As families across Minnesota prepare for the delights and frights of Halloween, a chilling reality exists in Texas, where more than 2,000 immigrant mothers and children are in for-profit detention facilities because they dared to flee to the U.S. to escape horrific gang and domestic violence plaguing Honduras, El Salvador and Guatemala.
The children in these facilities aren’t deciding whether they want to be Sofia the First or Captain America for Halloween. They are wondering whether they will be in jail for another week — or forever.
This need not be their reality much longer. In a class-action lawsuit filed earlier this year, a federal judge in California, Judge Dolly Gee, ordered family detention to end. The lawsuit succeeded, because U.S. Immigration and Customs Enforcement (ICE) had failed to provide basic human necessities, such as adequate food, drinking water, medical care and appropriate facilities to the children in detention.
Judge Gee’s order states that: 1) Children can no longer be held in unlicensed facilities and must be given access to adequate food, drinking water, and medical care, and, importantly, 2) since ICE has been holding immigrant children in substandard conditions since June 2014, all immigrant children — with their mothers — must be released from detention and the lockup facilities must be shut down by this Friday.
It is shocking that the simple proposition that innocent children do not belong in jail has resulted in such a pitched battle in federal court, but it has. Furthermore, there are signs that the government has an appetite for further litigation, as the Department of Homeland Security has said it intends to appeal the judge’s decision.
This week is National Week of Action to #EndFamilyDetention, designed to call attention to the human-rights abuses the U.S. government is inflicting upon children and their mothers. Events like one Wednesday at the Midtown Global Market in Minneapolis — grown from the grass-roots efforts of local attorneys and advocates — are being held in Washington, D.C., Chicago, Seattle, San Antonio and elsewhere.
Local immigration attorneys have visited these family detention facilities to provide desperately needed legal representation to mothers and their children who are young and scared. Most of the mothers have experienced sexual violence, extortion and death threats. They have seen their family members killed before their eyes. About 90 percent of the families have been found to have a credible fear of returning to their country, the first step in qualifying for asylum in the U.S.
The Advocates for Human Rights, a nonprofit group based in Minneapolis, has launched the National Asylum Help Line to connect Central American families released from detention and seeking asylum with free immigration legal services near them so they can have a fair day in court and a chance to live in safety.
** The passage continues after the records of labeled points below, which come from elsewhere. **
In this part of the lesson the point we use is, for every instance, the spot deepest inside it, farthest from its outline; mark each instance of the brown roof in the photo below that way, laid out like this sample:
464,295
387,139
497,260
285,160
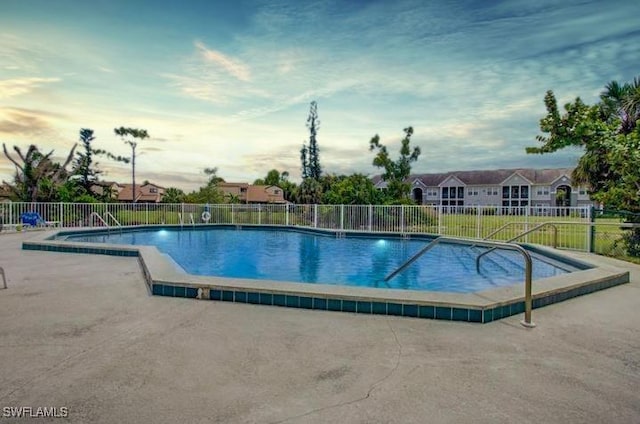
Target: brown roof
143,193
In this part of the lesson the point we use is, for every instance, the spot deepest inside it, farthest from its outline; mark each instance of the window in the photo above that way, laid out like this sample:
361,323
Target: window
515,196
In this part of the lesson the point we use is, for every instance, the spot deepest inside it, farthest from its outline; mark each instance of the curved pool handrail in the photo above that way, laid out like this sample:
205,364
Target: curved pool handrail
528,302
536,228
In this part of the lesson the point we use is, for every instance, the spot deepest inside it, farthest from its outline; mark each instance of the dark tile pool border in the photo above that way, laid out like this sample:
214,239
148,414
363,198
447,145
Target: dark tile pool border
165,278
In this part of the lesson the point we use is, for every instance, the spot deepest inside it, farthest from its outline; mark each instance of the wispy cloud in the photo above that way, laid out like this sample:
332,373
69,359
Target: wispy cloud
233,66
17,86
25,122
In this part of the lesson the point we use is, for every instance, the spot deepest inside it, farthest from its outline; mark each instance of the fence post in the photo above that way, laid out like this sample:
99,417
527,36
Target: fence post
592,230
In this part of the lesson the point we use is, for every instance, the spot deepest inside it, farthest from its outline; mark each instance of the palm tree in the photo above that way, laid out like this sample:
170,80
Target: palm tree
173,195
36,172
622,102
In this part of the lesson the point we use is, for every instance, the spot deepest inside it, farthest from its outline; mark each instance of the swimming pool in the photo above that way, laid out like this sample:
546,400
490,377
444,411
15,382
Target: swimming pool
497,293
299,256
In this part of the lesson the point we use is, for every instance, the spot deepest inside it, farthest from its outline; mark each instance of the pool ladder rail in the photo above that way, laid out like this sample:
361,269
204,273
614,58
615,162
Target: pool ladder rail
528,302
107,215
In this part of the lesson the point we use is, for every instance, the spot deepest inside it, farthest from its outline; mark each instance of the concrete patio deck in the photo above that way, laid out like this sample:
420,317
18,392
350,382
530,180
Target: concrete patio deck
82,332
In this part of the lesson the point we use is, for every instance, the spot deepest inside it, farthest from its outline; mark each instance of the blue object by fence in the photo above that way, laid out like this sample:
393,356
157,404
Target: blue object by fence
31,218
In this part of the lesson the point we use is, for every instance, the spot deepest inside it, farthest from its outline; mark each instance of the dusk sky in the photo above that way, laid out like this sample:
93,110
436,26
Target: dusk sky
228,84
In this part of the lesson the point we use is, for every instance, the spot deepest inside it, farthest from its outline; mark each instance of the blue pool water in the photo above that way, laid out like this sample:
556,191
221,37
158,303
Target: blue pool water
317,258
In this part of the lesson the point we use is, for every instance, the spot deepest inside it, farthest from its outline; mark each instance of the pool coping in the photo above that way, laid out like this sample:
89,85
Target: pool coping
164,277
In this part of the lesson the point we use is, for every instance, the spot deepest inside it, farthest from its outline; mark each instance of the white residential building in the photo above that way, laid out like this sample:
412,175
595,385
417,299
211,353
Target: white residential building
500,187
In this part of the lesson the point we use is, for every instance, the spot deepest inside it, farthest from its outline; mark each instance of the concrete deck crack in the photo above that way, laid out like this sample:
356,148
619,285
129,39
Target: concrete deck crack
360,399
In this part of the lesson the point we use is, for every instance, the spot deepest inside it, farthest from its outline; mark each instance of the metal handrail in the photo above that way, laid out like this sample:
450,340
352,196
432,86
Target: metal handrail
528,302
508,224
536,228
96,214
113,218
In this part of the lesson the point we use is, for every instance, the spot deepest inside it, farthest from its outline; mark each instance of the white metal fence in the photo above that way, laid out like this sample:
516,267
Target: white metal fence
458,221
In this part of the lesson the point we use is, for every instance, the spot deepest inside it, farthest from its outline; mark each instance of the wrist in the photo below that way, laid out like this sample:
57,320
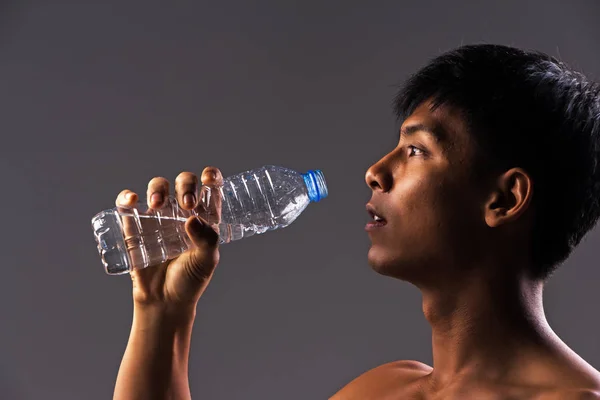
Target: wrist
163,318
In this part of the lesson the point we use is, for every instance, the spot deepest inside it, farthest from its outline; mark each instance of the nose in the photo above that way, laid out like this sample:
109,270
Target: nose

Asylum seekers should be treated like human beings when they come to our country, and until recently, they often were. Before June 2014, these mothers and children most likely would have been identified and then immediately released to family in the U.S. They would have received a court date to present their case for asylum. Many would have hired an immigration attorney or found a nonprofit organization to represent them.
Orderly, painless, inexpensive.
By contrast, we now have a system that increases the pain all around. Mothers and children are detained indefinitely in inadequate facilities in a remote location where legal access is barely available and family visitation virtually impossible. And all of this costs taxpayers millions.
It is beyond inhumane, beyond ridiculous. It is an outrage.
As immigration attorneys, we believe refugees, including the youngest and most vulnerable, have the right to seek asylum, a right that is protected under international law as well as U.S. law. But how do we treat these refugees in America, the land of the free? We jail them.
To those who would argue that these women and children are breaking the law by “entering illegally,” it is important to understand that these individuals are presenting themselves to Border Patrol agents and claiming a fear of return — as they have the legal right to do — because they are afraid they will be killed if they go home.
This most basic of human rights ensures that those who flee persecution have a chance to be heard before being deported to torture or death. By violating our internal and international obligations to process the cases of these asylum seekers in a humane and orderly fashion, we are the ones who are the true lawbreakers.
We hope that as more Americans understand the horrors that these refugee mothers and children escaped, as more learn that these vulnerable families are being held in deplorable conditions in for-profit jails run by the Corrections Corp. of America and GEO Group, as more find out how expensive it is to perpetuate this ill-conceived system of misery, they will agree with Judge Gee, and family immigration detention will end.
Kara Lynum and Michelle Rivero are Twin Cities immigration attorneys. They wrote this in cooperation with the Advocates for Human Rights.